Since I introduced tail recursion optimization to Blaise it is natural wonder how fast it is. An optimization better reduce processing time, right? I’m currently writing mergesort in Ocaml and Blaise so that it is tail recursive and takes advantage of mutable objects so lists are manipulated in place. Blaise is somewhat of an object-oriented/functional programming language hybrid and I’m coding to its strengths.

I wrote a few scripts that compile both Ocaml and Blaise code to C and execute the a.out files 1000 times each and compute an average running time. My goal is to get Blaise to run as fast as possible and measure up to Ocaml.

Tail Recursion

Lately, I’ve been adding support for tail recursion optimization in the Blaise compiler. Anytime the last statement inside of the body of a function is a call to itself: it’s a tail recursive call. The execution moves from the bottom of the body of code to the top of the body of code. This works just like a loop. Normally with recursion the computer will push an environment onto stack memory and move into the new recursive function call with a free environment to which it can write local variables. With tail recursion it’s not necessary to push onto stack memory. The code can be transformed into a loop and the Blaise compiler does just that. Check out the example below.

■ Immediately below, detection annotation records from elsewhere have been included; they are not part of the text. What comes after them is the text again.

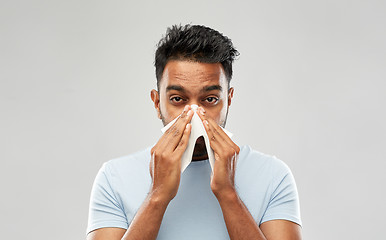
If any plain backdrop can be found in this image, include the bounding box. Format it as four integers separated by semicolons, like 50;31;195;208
0;0;386;240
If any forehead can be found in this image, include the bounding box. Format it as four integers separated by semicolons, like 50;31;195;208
160;60;228;92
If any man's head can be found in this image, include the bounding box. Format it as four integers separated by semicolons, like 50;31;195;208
151;25;239;127
154;25;239;89
151;25;239;160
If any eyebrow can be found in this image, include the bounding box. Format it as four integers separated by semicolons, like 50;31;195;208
166;85;186;92
200;85;222;92
166;85;222;92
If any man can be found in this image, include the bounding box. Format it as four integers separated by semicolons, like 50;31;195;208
87;25;301;240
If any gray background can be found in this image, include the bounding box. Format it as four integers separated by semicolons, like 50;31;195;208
0;0;386;240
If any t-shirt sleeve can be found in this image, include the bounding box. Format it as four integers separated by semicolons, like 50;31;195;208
87;163;128;234
261;160;302;226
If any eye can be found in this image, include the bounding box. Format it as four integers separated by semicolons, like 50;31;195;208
170;96;184;103
205;97;218;104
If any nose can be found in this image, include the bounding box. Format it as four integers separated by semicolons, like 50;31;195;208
190;104;198;112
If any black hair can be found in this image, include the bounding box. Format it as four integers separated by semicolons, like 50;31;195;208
154;24;239;89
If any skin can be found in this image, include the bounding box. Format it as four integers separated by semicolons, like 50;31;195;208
88;61;301;240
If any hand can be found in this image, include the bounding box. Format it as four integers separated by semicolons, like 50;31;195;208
197;107;240;198
149;105;193;203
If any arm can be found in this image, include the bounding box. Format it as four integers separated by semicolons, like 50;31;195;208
198;111;301;240
87;107;193;240
218;192;301;240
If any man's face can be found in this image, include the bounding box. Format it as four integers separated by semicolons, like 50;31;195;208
151;60;233;160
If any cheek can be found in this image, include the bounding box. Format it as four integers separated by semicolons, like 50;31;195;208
205;104;227;125
160;99;183;124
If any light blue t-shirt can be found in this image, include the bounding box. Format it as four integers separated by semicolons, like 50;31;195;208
87;146;301;240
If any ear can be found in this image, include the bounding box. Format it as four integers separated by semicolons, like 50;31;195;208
228;87;234;107
150;89;161;119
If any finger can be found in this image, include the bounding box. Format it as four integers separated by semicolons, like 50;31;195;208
206;118;240;154
157;105;190;150
174;123;192;158
165;110;193;151
203;120;225;157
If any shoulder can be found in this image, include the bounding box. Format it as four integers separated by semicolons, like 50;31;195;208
100;147;151;180
237;145;291;176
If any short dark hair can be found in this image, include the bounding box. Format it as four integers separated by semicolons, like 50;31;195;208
154;24;239;89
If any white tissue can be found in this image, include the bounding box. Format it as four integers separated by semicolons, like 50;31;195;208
161;104;232;173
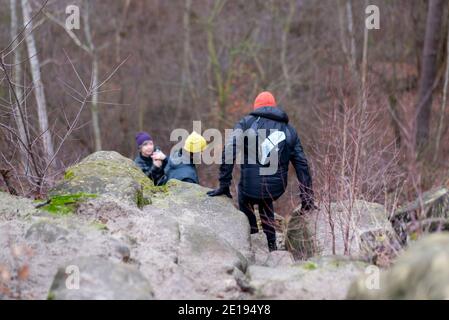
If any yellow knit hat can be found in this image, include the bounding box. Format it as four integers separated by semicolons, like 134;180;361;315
184;131;207;153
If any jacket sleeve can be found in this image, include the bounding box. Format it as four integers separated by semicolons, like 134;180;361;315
148;157;169;186
290;130;313;204
218;117;246;187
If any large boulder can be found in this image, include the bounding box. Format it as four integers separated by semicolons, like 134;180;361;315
48;257;154;300
50;151;164;207
247;257;367;300
286;200;398;263
0;152;254;299
348;232;449;300
391;187;449;244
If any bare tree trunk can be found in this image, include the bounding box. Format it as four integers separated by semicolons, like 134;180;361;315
178;0;192;109
433;18;449;161
9;0;30;173
21;0;54;161
83;1;101;151
281;0;296;96
416;0;444;149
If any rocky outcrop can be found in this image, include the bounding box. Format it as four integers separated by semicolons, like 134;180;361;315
391;187;449;244
348;232;449;300
48;257;154;300
50;151;164;207
0;152;376;299
286;200;398;263
247;257;367;300
0;152;254;299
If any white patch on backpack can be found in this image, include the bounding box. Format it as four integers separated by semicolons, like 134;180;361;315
260;131;286;165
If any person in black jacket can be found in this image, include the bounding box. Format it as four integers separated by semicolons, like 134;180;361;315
134;132;168;186
207;92;314;251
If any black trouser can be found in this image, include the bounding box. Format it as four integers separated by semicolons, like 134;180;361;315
239;191;276;243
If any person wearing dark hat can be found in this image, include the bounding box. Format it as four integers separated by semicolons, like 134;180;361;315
134;132;168;186
207;91;315;251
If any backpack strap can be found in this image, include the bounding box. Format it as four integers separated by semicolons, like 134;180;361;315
285;124;295;148
245;115;260;131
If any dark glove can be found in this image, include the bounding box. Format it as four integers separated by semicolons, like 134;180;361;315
207;187;232;199
301;199;318;211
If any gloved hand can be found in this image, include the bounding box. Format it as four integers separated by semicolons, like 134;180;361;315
301;199;318;211
207;187;232;199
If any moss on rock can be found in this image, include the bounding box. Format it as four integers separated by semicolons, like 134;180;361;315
50;151;168;208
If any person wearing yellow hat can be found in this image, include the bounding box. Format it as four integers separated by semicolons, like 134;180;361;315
165;131;207;184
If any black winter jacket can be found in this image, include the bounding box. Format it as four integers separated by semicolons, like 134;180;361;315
219;107;313;203
134;152;168;186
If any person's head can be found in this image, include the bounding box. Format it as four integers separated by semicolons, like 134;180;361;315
136;132;154;157
184;131;207;154
253;91;276;110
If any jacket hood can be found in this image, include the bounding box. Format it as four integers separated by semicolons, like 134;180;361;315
250;107;288;123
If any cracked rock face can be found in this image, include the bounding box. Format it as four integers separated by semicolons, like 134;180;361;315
0;152;374;299
348;232;449;300
0;152;253;299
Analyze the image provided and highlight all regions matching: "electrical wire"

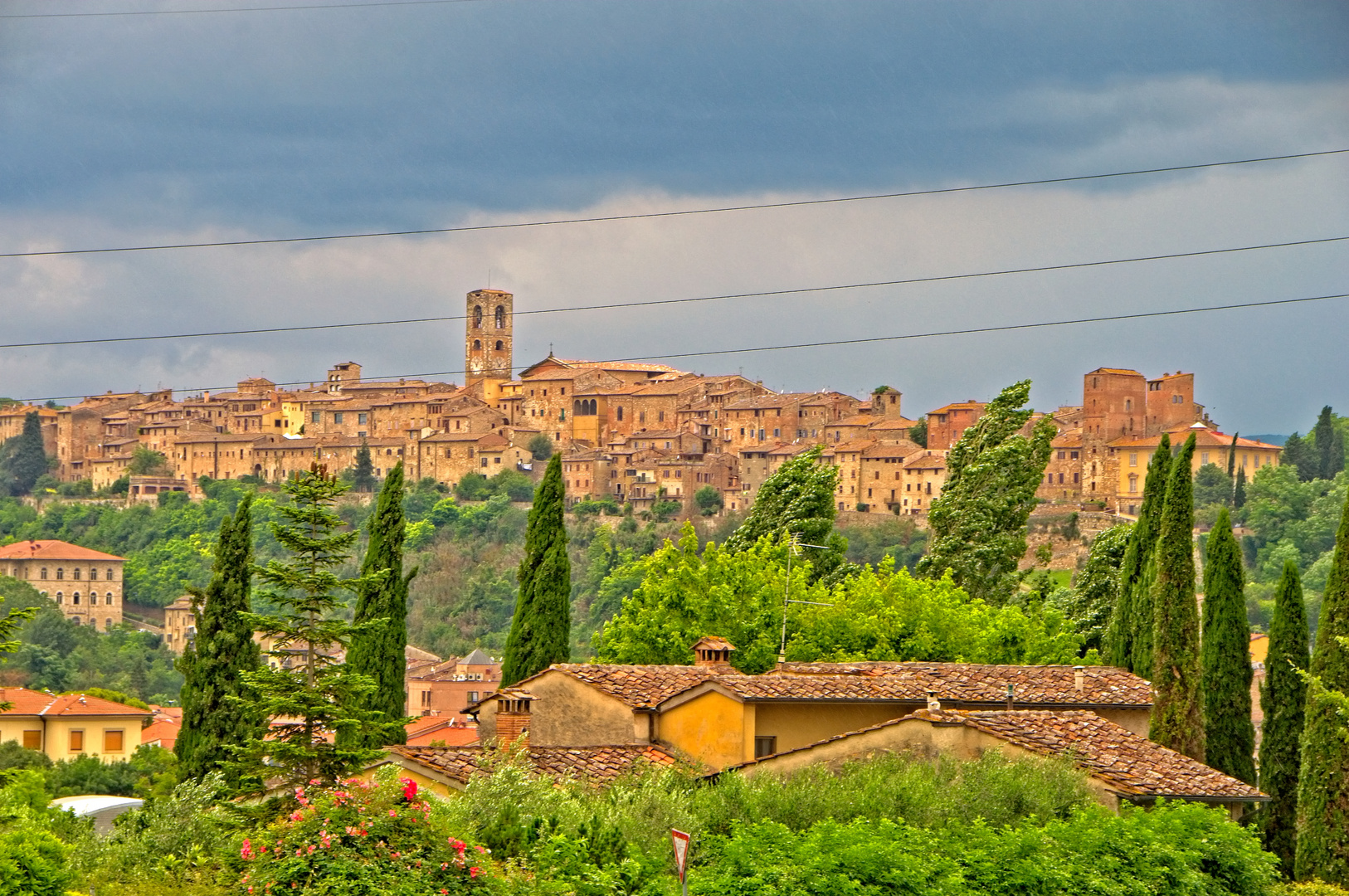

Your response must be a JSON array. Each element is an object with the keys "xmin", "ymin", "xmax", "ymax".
[
  {"xmin": 20, "ymin": 293, "xmax": 1349, "ymax": 403},
  {"xmin": 0, "ymin": 149, "xmax": 1349, "ymax": 258},
  {"xmin": 0, "ymin": 236, "xmax": 1349, "ymax": 348}
]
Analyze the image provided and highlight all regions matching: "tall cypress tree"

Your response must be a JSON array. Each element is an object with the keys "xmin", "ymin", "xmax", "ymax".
[
  {"xmin": 1260, "ymin": 560, "xmax": 1311, "ymax": 877},
  {"xmin": 502, "ymin": 455, "xmax": 572, "ymax": 687},
  {"xmin": 1148, "ymin": 433, "xmax": 1205, "ymax": 762},
  {"xmin": 174, "ymin": 494, "xmax": 263, "ymax": 786},
  {"xmin": 1106, "ymin": 433, "xmax": 1171, "ymax": 678},
  {"xmin": 1295, "ymin": 485, "xmax": 1349, "ymax": 887},
  {"xmin": 1200, "ymin": 508, "xmax": 1256, "ymax": 784},
  {"xmin": 340, "ymin": 461, "xmax": 416, "ymax": 746}
]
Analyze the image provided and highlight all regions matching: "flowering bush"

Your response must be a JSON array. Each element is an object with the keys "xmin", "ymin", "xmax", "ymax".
[{"xmin": 239, "ymin": 769, "xmax": 489, "ymax": 896}]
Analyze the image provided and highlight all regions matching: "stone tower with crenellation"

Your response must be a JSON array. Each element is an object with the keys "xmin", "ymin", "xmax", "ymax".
[{"xmin": 464, "ymin": 289, "xmax": 515, "ymax": 401}]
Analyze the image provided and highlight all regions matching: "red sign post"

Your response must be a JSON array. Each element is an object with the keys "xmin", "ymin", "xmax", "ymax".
[{"xmin": 670, "ymin": 827, "xmax": 691, "ymax": 896}]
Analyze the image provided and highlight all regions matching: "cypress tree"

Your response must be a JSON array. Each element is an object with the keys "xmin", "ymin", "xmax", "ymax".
[
  {"xmin": 174, "ymin": 494, "xmax": 263, "ymax": 786},
  {"xmin": 341, "ymin": 461, "xmax": 416, "ymax": 746},
  {"xmin": 1260, "ymin": 560, "xmax": 1311, "ymax": 877},
  {"xmin": 1106, "ymin": 433, "xmax": 1171, "ymax": 678},
  {"xmin": 1200, "ymin": 508, "xmax": 1256, "ymax": 784},
  {"xmin": 1295, "ymin": 485, "xmax": 1349, "ymax": 887},
  {"xmin": 502, "ymin": 455, "xmax": 572, "ymax": 687},
  {"xmin": 1148, "ymin": 433, "xmax": 1205, "ymax": 762}
]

Here is a tail recursive function

let someFunction arg1 arg2 =
    (* body of function *)
    (* The last statement is a recursive call.*)
    someFunction arg1' arg2'
;;

When the example function above is compiled to C we can use ‘goto’ statements to turn the function into a loop.

void * someFunction(void * arg1, void * arg2) {
someFunction_goto:
    /* body of function */
    /*
        The recursive call is turned into variable reassignments and
        a goto statement that takes us to the top of the loop
    */
    arg1 = arg1';
    arg2 = arg2';
    goto someFunction_goto;
}

Next I plan on adding tail recursion support for mutually (tail) recursive functions.

Currying Unknown Functions

Sadly, this topic confused me for awhile. Recently, I found that supporting currying for unknown functions is a fairly easy concept. I didn’t realize how easy of a concept this was until I spoke with a postdoc that has experience developing functional language compilers. 🙂 At first I was perplexed by the idea that a single pass compiler was supposed to support calling a function that may not have been defined in code. That didn’t make sense and it still doesn’t make sense! One should only be able to call a function when it has already been defined!

The only time a function may have already been defined but unknown in certain parts of code is when a function requires another function as a parameter. A generic function that takes a function as an argument doesn’t know which function is going to be passed to it… therefore we have an unknown function, inside the body of function definition.